Método inovador identifica solo coeso e melhora produtividade agrícola

Nova tecnologia da UFC e Embrapa promete diagnósticos mais eficientes

Ricardo Alves05 de maio de 2026 às 04:10
Método inovador identifica solo coeso e melhora produtividade agrícola

Um novo método desenvolvido pela Universidade Federal do Ceará, em colaboração com a Embrapa Meio Ambiente, recebeu patente do Instituto Nacional da Propriedade Industrial. Essa tecnologia utiliza espectroscopia de reflectância e ciclos de umedecimento e secagem para realizar diagnósticos de solos coesos de forma mais rápida e econômica.

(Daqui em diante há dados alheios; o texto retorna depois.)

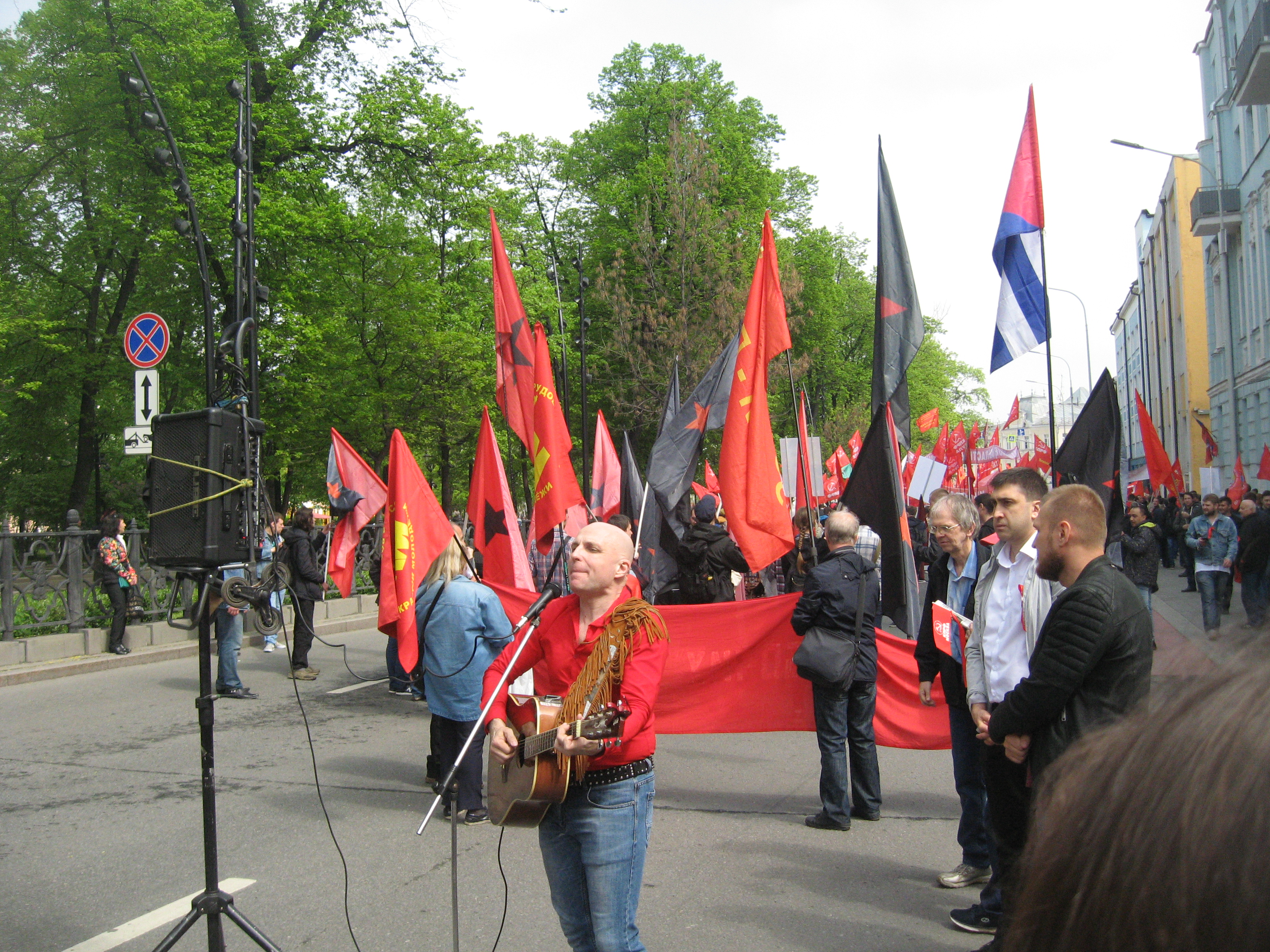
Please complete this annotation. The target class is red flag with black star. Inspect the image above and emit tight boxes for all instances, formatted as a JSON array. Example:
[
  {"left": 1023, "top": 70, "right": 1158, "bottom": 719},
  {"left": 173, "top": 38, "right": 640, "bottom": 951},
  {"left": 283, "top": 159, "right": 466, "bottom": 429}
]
[
  {"left": 467, "top": 406, "right": 533, "bottom": 590},
  {"left": 719, "top": 214, "right": 794, "bottom": 571},
  {"left": 378, "top": 430, "right": 455, "bottom": 671}
]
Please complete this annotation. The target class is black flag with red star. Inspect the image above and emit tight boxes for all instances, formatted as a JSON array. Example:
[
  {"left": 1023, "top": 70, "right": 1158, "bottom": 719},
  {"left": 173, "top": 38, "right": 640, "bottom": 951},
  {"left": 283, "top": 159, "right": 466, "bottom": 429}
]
[
  {"left": 872, "top": 137, "right": 926, "bottom": 448},
  {"left": 648, "top": 333, "right": 740, "bottom": 538}
]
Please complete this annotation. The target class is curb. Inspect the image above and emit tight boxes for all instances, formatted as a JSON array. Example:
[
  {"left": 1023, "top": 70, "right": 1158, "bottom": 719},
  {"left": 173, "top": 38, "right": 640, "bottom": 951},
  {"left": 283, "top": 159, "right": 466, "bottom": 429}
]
[{"left": 0, "top": 614, "right": 378, "bottom": 688}]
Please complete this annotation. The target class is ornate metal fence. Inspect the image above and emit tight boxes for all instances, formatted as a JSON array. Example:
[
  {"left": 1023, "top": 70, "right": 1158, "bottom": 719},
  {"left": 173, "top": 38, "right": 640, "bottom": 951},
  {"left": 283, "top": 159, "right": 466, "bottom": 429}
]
[{"left": 0, "top": 509, "right": 384, "bottom": 641}]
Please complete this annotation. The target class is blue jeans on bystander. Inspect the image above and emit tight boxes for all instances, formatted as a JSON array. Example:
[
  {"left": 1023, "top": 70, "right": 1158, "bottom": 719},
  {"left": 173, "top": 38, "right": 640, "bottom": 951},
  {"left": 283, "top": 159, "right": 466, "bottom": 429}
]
[{"left": 539, "top": 773, "right": 655, "bottom": 952}]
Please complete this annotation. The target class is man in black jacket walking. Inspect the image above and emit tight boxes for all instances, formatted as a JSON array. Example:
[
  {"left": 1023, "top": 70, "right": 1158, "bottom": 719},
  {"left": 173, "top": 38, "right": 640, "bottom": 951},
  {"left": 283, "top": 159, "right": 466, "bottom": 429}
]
[
  {"left": 986, "top": 485, "right": 1152, "bottom": 948},
  {"left": 790, "top": 509, "right": 881, "bottom": 830},
  {"left": 674, "top": 496, "right": 747, "bottom": 605},
  {"left": 914, "top": 495, "right": 1001, "bottom": 898}
]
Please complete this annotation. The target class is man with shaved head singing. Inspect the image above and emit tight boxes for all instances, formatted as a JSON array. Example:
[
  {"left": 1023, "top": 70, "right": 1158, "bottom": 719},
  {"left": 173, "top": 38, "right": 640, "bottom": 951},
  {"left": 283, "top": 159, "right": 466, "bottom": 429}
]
[
  {"left": 485, "top": 523, "right": 668, "bottom": 952},
  {"left": 986, "top": 485, "right": 1152, "bottom": 948}
]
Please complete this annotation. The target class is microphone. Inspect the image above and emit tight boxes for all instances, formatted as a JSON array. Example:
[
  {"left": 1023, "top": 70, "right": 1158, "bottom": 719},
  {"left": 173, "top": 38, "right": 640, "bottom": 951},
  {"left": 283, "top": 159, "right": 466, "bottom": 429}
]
[{"left": 516, "top": 581, "right": 560, "bottom": 628}]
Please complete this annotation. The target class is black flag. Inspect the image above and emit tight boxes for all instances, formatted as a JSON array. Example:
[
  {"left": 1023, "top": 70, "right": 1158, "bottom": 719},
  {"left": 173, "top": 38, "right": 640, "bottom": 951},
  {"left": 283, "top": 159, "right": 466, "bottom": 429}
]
[
  {"left": 872, "top": 136, "right": 926, "bottom": 449},
  {"left": 842, "top": 404, "right": 921, "bottom": 637},
  {"left": 648, "top": 333, "right": 740, "bottom": 538},
  {"left": 1054, "top": 371, "right": 1124, "bottom": 533}
]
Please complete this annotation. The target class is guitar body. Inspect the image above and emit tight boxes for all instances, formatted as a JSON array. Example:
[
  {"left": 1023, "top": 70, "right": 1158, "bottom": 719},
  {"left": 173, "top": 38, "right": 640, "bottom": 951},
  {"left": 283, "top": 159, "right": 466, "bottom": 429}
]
[{"left": 485, "top": 694, "right": 569, "bottom": 826}]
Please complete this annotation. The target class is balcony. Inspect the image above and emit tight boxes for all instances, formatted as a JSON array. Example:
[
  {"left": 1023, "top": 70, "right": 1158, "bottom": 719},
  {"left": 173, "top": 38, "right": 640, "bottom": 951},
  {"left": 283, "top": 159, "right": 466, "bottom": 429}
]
[
  {"left": 1234, "top": 0, "right": 1270, "bottom": 105},
  {"left": 1191, "top": 186, "right": 1242, "bottom": 237}
]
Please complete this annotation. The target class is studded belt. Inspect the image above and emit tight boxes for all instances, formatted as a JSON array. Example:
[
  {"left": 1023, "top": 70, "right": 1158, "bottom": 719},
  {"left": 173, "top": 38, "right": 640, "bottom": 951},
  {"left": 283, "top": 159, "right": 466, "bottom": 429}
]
[{"left": 569, "top": 757, "right": 653, "bottom": 788}]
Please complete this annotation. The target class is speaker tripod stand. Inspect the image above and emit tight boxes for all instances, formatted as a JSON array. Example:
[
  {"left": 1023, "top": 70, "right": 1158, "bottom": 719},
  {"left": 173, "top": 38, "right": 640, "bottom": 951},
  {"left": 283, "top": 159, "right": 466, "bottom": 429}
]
[{"left": 155, "top": 571, "right": 282, "bottom": 952}]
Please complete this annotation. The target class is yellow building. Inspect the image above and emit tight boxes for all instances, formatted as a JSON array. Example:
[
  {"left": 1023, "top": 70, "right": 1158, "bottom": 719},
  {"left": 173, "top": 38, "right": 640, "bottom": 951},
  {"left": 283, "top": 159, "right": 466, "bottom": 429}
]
[{"left": 1111, "top": 159, "right": 1209, "bottom": 489}]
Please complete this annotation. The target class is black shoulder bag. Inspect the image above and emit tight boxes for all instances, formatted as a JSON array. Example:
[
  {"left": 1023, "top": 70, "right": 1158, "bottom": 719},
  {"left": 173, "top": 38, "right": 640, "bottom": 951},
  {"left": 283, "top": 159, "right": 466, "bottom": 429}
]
[{"left": 794, "top": 569, "right": 872, "bottom": 690}]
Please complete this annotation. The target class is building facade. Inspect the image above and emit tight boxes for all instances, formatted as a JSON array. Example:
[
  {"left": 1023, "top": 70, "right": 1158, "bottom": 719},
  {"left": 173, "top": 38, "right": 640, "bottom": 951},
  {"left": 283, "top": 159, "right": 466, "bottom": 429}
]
[
  {"left": 1111, "top": 159, "right": 1209, "bottom": 486},
  {"left": 1190, "top": 0, "right": 1270, "bottom": 489}
]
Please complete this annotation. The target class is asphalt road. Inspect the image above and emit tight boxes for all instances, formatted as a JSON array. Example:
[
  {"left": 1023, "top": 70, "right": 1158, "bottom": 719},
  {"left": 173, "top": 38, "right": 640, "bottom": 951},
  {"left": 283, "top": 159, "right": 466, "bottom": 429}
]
[{"left": 0, "top": 632, "right": 986, "bottom": 952}]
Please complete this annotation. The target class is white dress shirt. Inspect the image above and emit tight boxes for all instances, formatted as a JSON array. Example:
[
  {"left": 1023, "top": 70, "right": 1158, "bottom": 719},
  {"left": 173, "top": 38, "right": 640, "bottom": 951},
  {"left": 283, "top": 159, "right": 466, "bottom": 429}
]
[{"left": 983, "top": 532, "right": 1036, "bottom": 704}]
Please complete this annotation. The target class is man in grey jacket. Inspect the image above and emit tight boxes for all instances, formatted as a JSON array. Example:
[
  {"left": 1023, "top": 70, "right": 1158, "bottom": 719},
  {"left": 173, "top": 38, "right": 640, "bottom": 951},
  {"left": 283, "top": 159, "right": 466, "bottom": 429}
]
[{"left": 949, "top": 467, "right": 1063, "bottom": 933}]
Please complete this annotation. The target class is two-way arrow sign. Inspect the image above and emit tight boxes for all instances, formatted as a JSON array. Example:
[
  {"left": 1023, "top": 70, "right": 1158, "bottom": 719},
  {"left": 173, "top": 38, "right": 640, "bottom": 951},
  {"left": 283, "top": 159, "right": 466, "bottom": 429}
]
[{"left": 134, "top": 368, "right": 159, "bottom": 426}]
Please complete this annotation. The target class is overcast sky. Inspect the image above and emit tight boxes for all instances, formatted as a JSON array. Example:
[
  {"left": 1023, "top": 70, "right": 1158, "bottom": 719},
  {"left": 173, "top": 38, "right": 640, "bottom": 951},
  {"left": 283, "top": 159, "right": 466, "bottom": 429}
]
[{"left": 0, "top": 0, "right": 1208, "bottom": 416}]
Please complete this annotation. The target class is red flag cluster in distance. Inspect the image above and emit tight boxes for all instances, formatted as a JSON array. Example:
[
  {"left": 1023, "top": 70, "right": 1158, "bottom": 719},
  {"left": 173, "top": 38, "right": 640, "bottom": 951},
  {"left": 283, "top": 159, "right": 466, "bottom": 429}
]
[
  {"left": 328, "top": 426, "right": 389, "bottom": 598},
  {"left": 378, "top": 430, "right": 455, "bottom": 671},
  {"left": 719, "top": 213, "right": 794, "bottom": 570}
]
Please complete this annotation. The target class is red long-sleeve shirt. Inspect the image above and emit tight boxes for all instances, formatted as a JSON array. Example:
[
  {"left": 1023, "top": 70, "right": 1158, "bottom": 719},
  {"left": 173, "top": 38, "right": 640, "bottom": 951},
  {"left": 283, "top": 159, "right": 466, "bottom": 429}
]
[{"left": 481, "top": 595, "right": 669, "bottom": 769}]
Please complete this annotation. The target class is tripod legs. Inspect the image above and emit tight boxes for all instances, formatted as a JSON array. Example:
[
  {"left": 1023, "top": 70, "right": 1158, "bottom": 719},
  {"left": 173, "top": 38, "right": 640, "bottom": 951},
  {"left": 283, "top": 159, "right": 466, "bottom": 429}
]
[{"left": 155, "top": 575, "right": 282, "bottom": 952}]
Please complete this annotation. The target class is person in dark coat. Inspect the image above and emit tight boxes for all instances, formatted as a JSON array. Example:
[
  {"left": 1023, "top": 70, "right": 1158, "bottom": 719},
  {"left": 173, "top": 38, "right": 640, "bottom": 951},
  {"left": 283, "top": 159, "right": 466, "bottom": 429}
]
[
  {"left": 282, "top": 507, "right": 327, "bottom": 681},
  {"left": 674, "top": 496, "right": 749, "bottom": 605},
  {"left": 790, "top": 509, "right": 881, "bottom": 830},
  {"left": 1234, "top": 499, "right": 1270, "bottom": 628},
  {"left": 984, "top": 485, "right": 1152, "bottom": 948},
  {"left": 914, "top": 495, "right": 1001, "bottom": 898},
  {"left": 1109, "top": 503, "right": 1161, "bottom": 612}
]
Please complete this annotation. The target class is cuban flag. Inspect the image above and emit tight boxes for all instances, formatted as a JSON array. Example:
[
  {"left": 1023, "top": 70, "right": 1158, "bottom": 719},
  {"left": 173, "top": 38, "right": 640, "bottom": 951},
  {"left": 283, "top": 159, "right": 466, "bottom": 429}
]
[{"left": 992, "top": 88, "right": 1048, "bottom": 371}]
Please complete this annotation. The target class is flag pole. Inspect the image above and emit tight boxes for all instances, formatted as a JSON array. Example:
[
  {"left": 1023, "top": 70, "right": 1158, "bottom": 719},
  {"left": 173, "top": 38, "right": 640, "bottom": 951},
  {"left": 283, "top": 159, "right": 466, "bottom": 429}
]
[{"left": 1040, "top": 228, "right": 1058, "bottom": 486}]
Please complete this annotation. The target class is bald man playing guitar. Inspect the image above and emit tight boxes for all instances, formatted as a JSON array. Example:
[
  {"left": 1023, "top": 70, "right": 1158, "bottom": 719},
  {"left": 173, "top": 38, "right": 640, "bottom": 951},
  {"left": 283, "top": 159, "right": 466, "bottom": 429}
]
[{"left": 482, "top": 523, "right": 668, "bottom": 952}]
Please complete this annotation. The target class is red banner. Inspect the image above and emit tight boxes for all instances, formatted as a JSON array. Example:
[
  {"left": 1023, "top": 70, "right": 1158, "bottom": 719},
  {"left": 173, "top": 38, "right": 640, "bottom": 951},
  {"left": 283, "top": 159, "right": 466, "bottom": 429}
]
[{"left": 490, "top": 585, "right": 951, "bottom": 750}]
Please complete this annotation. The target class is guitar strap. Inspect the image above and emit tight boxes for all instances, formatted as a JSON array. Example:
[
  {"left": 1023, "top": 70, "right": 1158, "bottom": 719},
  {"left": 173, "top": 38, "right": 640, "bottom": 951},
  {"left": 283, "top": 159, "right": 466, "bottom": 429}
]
[{"left": 556, "top": 598, "right": 668, "bottom": 777}]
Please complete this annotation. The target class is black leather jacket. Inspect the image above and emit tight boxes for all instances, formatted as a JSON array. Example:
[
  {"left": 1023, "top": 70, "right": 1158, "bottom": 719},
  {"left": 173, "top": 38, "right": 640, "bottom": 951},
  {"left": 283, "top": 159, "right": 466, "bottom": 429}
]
[
  {"left": 913, "top": 543, "right": 992, "bottom": 711},
  {"left": 988, "top": 556, "right": 1152, "bottom": 777},
  {"left": 790, "top": 546, "right": 881, "bottom": 681}
]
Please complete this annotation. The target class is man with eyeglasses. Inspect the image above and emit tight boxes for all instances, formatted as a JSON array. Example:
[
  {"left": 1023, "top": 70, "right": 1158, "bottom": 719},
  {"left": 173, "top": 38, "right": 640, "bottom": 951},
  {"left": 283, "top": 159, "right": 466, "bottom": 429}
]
[{"left": 916, "top": 495, "right": 1001, "bottom": 913}]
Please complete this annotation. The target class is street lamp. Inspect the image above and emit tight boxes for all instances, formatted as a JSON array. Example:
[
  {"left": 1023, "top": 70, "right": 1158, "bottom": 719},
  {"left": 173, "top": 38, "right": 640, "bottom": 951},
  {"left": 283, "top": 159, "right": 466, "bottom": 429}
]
[{"left": 1049, "top": 284, "right": 1093, "bottom": 393}]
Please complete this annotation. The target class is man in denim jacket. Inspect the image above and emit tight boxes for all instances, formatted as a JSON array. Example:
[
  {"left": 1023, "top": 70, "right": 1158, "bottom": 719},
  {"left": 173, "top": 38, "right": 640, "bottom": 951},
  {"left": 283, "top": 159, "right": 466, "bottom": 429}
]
[{"left": 1186, "top": 493, "right": 1239, "bottom": 641}]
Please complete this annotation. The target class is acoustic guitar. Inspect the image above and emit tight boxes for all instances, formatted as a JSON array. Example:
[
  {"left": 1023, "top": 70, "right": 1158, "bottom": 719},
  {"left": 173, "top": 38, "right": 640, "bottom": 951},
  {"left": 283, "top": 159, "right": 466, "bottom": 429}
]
[{"left": 485, "top": 694, "right": 630, "bottom": 826}]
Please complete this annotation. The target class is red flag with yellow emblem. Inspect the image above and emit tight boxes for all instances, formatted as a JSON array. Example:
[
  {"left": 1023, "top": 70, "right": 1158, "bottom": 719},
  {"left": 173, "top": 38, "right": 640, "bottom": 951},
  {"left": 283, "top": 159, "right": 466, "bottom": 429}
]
[
  {"left": 719, "top": 214, "right": 794, "bottom": 571},
  {"left": 533, "top": 324, "right": 583, "bottom": 555},
  {"left": 378, "top": 430, "right": 455, "bottom": 671}
]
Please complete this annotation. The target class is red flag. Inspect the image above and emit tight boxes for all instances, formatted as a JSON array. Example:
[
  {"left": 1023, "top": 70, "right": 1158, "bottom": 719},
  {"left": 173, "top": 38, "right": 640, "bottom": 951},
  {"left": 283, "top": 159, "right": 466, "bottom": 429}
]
[
  {"left": 328, "top": 426, "right": 389, "bottom": 598},
  {"left": 467, "top": 406, "right": 533, "bottom": 589},
  {"left": 931, "top": 423, "right": 949, "bottom": 464},
  {"left": 1133, "top": 391, "right": 1174, "bottom": 489},
  {"left": 1006, "top": 396, "right": 1019, "bottom": 426},
  {"left": 533, "top": 324, "right": 583, "bottom": 555},
  {"left": 1225, "top": 455, "right": 1251, "bottom": 510},
  {"left": 719, "top": 214, "right": 794, "bottom": 570},
  {"left": 1196, "top": 420, "right": 1219, "bottom": 467},
  {"left": 590, "top": 410, "right": 622, "bottom": 522},
  {"left": 380, "top": 430, "right": 455, "bottom": 671},
  {"left": 489, "top": 214, "right": 533, "bottom": 452}
]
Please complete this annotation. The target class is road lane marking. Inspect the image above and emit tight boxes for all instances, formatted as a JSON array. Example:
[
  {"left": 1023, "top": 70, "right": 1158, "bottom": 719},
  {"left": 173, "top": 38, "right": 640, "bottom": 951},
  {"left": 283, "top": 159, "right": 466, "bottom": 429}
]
[
  {"left": 327, "top": 678, "right": 387, "bottom": 694},
  {"left": 66, "top": 880, "right": 255, "bottom": 952}
]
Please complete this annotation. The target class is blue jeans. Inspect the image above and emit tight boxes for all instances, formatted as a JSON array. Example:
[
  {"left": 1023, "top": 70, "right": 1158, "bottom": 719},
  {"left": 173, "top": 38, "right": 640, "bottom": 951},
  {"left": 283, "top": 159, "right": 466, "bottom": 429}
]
[
  {"left": 1195, "top": 566, "right": 1231, "bottom": 631},
  {"left": 216, "top": 612, "right": 243, "bottom": 690},
  {"left": 812, "top": 681, "right": 881, "bottom": 826},
  {"left": 949, "top": 704, "right": 1001, "bottom": 915},
  {"left": 539, "top": 772, "right": 655, "bottom": 952},
  {"left": 1239, "top": 565, "right": 1270, "bottom": 624}
]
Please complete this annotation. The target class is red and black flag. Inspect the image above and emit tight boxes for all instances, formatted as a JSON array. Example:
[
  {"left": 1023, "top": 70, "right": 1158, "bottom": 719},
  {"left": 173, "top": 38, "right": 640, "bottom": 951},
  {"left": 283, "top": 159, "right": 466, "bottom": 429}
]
[
  {"left": 842, "top": 404, "right": 921, "bottom": 637},
  {"left": 648, "top": 334, "right": 740, "bottom": 537},
  {"left": 1051, "top": 371, "right": 1124, "bottom": 540},
  {"left": 872, "top": 143, "right": 926, "bottom": 448}
]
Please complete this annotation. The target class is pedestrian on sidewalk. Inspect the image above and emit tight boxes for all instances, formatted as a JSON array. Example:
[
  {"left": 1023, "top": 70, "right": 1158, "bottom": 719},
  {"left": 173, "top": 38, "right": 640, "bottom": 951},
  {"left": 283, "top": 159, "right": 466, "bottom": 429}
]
[
  {"left": 1108, "top": 503, "right": 1167, "bottom": 612},
  {"left": 1234, "top": 499, "right": 1270, "bottom": 628},
  {"left": 914, "top": 495, "right": 1001, "bottom": 909},
  {"left": 282, "top": 505, "right": 327, "bottom": 681},
  {"left": 949, "top": 467, "right": 1063, "bottom": 933},
  {"left": 96, "top": 512, "right": 137, "bottom": 655},
  {"left": 1186, "top": 493, "right": 1239, "bottom": 641},
  {"left": 790, "top": 509, "right": 881, "bottom": 830},
  {"left": 414, "top": 526, "right": 512, "bottom": 826},
  {"left": 1170, "top": 493, "right": 1200, "bottom": 592},
  {"left": 216, "top": 569, "right": 259, "bottom": 701}
]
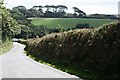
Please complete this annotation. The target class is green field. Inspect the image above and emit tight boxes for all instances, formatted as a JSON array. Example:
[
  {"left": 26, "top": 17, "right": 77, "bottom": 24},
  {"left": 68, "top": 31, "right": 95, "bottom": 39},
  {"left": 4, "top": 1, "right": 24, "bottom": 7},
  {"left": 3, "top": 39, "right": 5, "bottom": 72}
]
[{"left": 31, "top": 18, "right": 115, "bottom": 29}]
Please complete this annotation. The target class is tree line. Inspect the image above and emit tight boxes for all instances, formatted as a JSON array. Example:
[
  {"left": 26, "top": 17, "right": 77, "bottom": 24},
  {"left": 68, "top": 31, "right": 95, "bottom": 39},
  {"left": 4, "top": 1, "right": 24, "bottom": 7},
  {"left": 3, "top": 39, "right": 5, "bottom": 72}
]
[
  {"left": 10, "top": 5, "right": 117, "bottom": 19},
  {"left": 11, "top": 5, "right": 86, "bottom": 18}
]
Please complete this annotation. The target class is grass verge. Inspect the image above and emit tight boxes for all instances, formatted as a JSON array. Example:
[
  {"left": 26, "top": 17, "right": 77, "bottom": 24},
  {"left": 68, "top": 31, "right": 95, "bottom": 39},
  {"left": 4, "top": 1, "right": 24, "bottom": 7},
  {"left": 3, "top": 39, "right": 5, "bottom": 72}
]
[{"left": 0, "top": 41, "right": 13, "bottom": 54}]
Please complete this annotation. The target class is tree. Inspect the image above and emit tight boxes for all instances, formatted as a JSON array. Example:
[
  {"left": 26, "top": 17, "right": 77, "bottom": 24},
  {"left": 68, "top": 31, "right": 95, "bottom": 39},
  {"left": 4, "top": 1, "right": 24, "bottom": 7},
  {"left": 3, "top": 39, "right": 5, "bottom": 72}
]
[
  {"left": 73, "top": 7, "right": 86, "bottom": 17},
  {"left": 58, "top": 5, "right": 68, "bottom": 12},
  {"left": 44, "top": 5, "right": 51, "bottom": 12},
  {"left": 15, "top": 6, "right": 28, "bottom": 16}
]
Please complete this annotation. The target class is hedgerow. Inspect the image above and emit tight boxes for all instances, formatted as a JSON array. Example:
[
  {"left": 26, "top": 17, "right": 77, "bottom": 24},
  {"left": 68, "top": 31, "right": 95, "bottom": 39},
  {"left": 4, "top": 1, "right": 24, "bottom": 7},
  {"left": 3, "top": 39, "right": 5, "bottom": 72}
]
[{"left": 25, "top": 22, "right": 120, "bottom": 78}]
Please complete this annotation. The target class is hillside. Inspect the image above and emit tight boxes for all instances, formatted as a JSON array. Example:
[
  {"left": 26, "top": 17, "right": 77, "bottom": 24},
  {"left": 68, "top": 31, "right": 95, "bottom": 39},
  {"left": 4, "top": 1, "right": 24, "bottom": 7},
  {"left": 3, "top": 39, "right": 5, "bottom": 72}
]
[
  {"left": 31, "top": 18, "right": 115, "bottom": 29},
  {"left": 25, "top": 22, "right": 120, "bottom": 80}
]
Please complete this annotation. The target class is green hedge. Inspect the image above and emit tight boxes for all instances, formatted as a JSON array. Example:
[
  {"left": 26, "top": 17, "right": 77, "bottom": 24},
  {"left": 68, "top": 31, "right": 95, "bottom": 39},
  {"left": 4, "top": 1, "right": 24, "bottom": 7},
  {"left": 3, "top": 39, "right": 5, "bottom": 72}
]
[{"left": 25, "top": 22, "right": 120, "bottom": 78}]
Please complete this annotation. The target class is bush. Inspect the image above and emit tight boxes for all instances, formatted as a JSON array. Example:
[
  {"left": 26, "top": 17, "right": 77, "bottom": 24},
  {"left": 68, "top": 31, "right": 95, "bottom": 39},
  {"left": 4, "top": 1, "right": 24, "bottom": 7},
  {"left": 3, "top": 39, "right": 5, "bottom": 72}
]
[{"left": 25, "top": 22, "right": 120, "bottom": 78}]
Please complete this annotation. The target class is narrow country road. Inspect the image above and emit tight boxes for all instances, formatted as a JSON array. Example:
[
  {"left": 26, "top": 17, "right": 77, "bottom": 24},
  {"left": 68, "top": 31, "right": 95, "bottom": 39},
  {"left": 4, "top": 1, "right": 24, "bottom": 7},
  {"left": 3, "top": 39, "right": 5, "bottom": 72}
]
[{"left": 0, "top": 42, "right": 81, "bottom": 80}]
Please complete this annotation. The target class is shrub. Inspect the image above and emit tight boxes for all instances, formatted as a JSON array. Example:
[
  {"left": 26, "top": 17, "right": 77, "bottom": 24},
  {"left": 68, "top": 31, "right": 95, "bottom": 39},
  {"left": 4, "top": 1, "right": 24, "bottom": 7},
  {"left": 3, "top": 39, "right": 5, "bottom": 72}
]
[{"left": 25, "top": 22, "right": 120, "bottom": 78}]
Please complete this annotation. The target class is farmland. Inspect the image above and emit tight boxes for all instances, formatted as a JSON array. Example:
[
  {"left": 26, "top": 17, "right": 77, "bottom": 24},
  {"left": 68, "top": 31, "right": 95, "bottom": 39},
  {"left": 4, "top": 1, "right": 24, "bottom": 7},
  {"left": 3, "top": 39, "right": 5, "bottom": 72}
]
[{"left": 30, "top": 18, "right": 115, "bottom": 29}]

Inovação na amostragem do solo

A pesquisa foi liderada pela doutoranda Ana Maria Vieira da Silva, com orientação do professor Raul Shiso Toma, e com a participação do pesquisador Luiz Eduardo Vicente. O diferencial deste método reside na preparação das amostras. Ao contrário dos processos tradicionais que utilizam solo seco e peneirado, a nova técnica simula as condições naturais ao expor o solo a ciclos de umedecimento e secagem antes da análise espectral.

Essa abordagem gera dados mais precisos sobre a composição físico-química do solo, especialmente quanto a argilas e substâncias amorfas, características dos solos coesos.

Além disso, o uso da luz como principal insumo minimiza a necessidade de análises químicas convencionais, geralmente mais lentas, dispendiosas e que geram resíduos laboratoriais.

Potencial de aplicação em campo

Embora inicialmente voltado para a pesquisa científica, o novo método possui grande potencial para ser utilizado em condições reais de campo e em estufas. Isso permitirá análises mais ágeis e acessíveis, fundamentais para experimentos agrícolas. A tecnologia também poderá apoiar o desenvolvimento de soluções como condicionadores de solo, biochars e hidrogéis, que visam reduzir a resistência do solo e otimizar sua produtividade.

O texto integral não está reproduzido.